If you’ve driven around long enough you’ve either seen it happen or it’s happened to you.

Voluntary checkpoints run by the National Highway Traffic Safety Administration have been going on for over forty years. Some say they are useful, but others are starting to take a different approach to it.

The big problem with it according to KTRH legal analyst Chris Tritico is the fact that off-duty uniformed police officers are involved.

“You don’t have a sign saying you’re off duty. If you are told to pull over by an officer wearing a gun and a badge, you’re going to stop,” Tritico said. “It is unconstitutional.
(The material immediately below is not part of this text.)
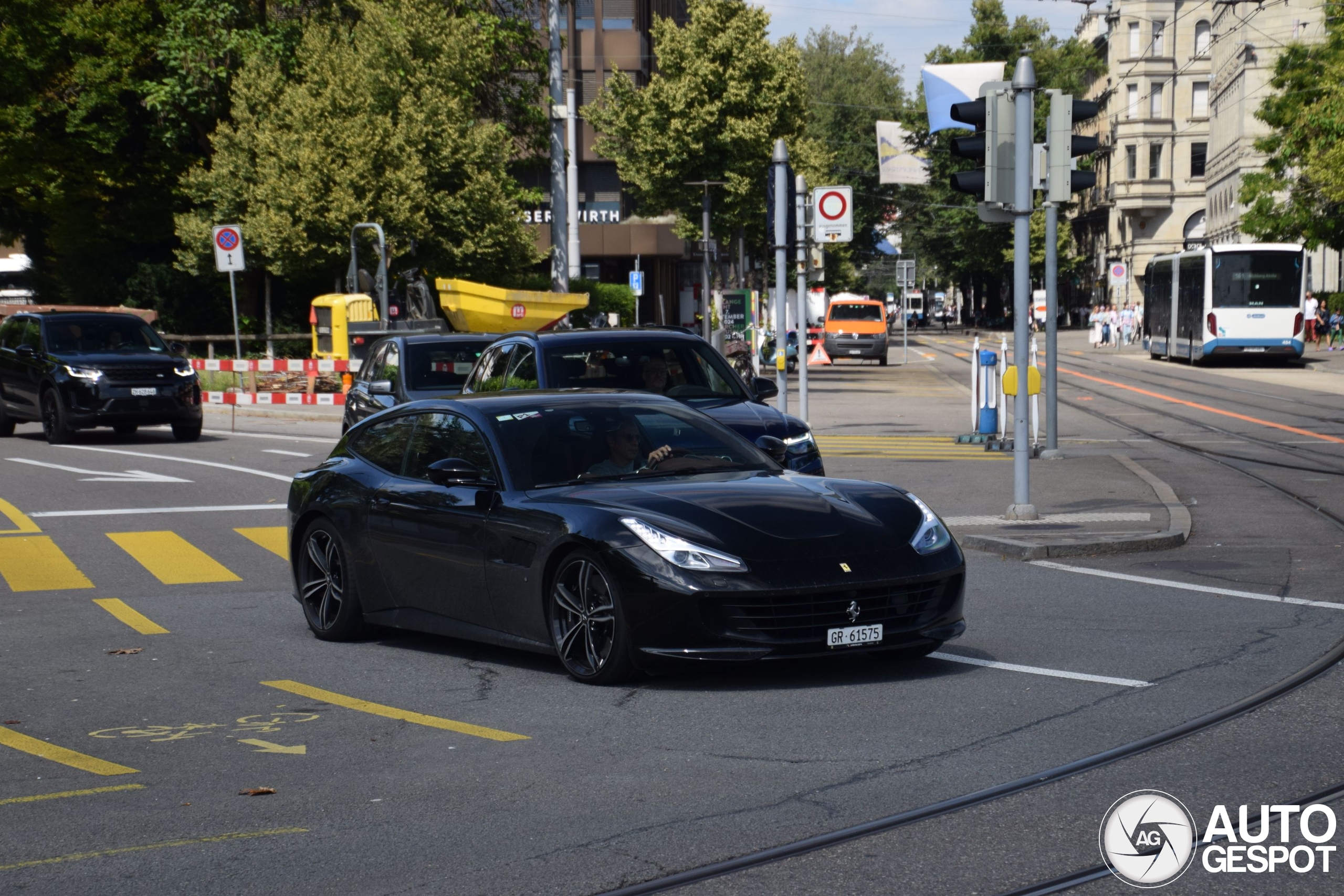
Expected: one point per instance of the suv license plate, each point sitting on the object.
(854, 636)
They have to have a little thing called probable cause.”

This exact thing happened to one Texas woman, who wasn’t happy about it, and went public with her complaints.
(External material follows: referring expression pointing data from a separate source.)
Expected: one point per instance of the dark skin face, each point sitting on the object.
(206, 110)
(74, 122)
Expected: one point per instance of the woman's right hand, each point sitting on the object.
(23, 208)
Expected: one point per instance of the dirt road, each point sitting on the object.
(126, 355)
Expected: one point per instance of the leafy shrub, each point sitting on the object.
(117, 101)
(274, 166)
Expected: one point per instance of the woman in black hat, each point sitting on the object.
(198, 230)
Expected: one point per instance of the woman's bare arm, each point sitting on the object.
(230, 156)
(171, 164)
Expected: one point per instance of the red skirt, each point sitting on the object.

“I was forced into a parking spot,” the woman told a Dallas television station. “It doesn’t seem right that you’d be forced off the road when you’re not doing anything wrong.”

Warren Diepraam of the Montgomery County DA's office thinks the idea behind the checkpoints is solid, but the execution is a different story.

“Their methods are misleading. It’s borderline criminal. It could be impersonating a police officer. That needs to change. They need to let people now it’s purely voluntary,” Diepraam told KTRH.

And he says because of the backlash, you'll see this change sooner rather than later.